Depressed cancer survivors are twice as likely to die prematurely as those who do not suffer from depression, regardless of the cancer site, according to a Dutch study.
The prevalence of cancer is rising, as is the number of individuals who are cured or living with cancer as a chronic disease. Many survivors face continuing problems due to cancer and its treatment, including a high rate of depression, according to background information for the study, which was published May 16 on the website of the Journal of Cancer Survivorship.
Researchers with Tilburg University in the Netherlands examined whether depressive symptoms observed between one and 10 years after cancer diagnosis were linked to an increased risk of premature death two to three years later.
Their study focused on survivors of endometrial cancer, colorectal cancer, lymphoma or multiple myeloma, diseases for which little work looking at this potential link has been done, they said. They analyzed data collected from several large population-based surveys in 2008 and 2009. A total of 3,080 cancer survivors completed questionnaires to identify symptoms of depression.

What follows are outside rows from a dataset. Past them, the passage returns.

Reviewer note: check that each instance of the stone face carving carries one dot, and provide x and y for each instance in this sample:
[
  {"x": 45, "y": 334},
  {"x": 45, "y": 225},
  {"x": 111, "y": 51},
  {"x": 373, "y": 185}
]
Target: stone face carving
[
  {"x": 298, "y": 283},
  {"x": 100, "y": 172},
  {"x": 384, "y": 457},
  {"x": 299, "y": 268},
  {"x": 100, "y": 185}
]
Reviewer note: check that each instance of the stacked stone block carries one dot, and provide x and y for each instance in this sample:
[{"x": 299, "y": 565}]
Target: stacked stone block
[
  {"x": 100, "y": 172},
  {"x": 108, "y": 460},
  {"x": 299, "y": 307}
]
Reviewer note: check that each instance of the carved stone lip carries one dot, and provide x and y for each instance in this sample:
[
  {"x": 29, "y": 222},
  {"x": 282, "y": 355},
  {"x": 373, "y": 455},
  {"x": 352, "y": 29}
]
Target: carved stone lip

The authors found that depressive symptoms increased the risk of death, observing that clinically high levels of depressive symptoms were more common in those who died than in those who survived. Overall, after controlling for treatment, type of cancer, co-morbidity and metastasis, one-to-10-year cancer survivors with depression were twice as likely to have died early.
“Paying attention to the recognition and treatment of depressive symptoms in this patient group is key,” the researchers concluded. “The next step is to investigate the possible mechanisms that might explain the association between depressive symptoms and death from cancer. We also need to better understand whether treatments for depressive symptoms in cancer patients have life-prolonging effects.”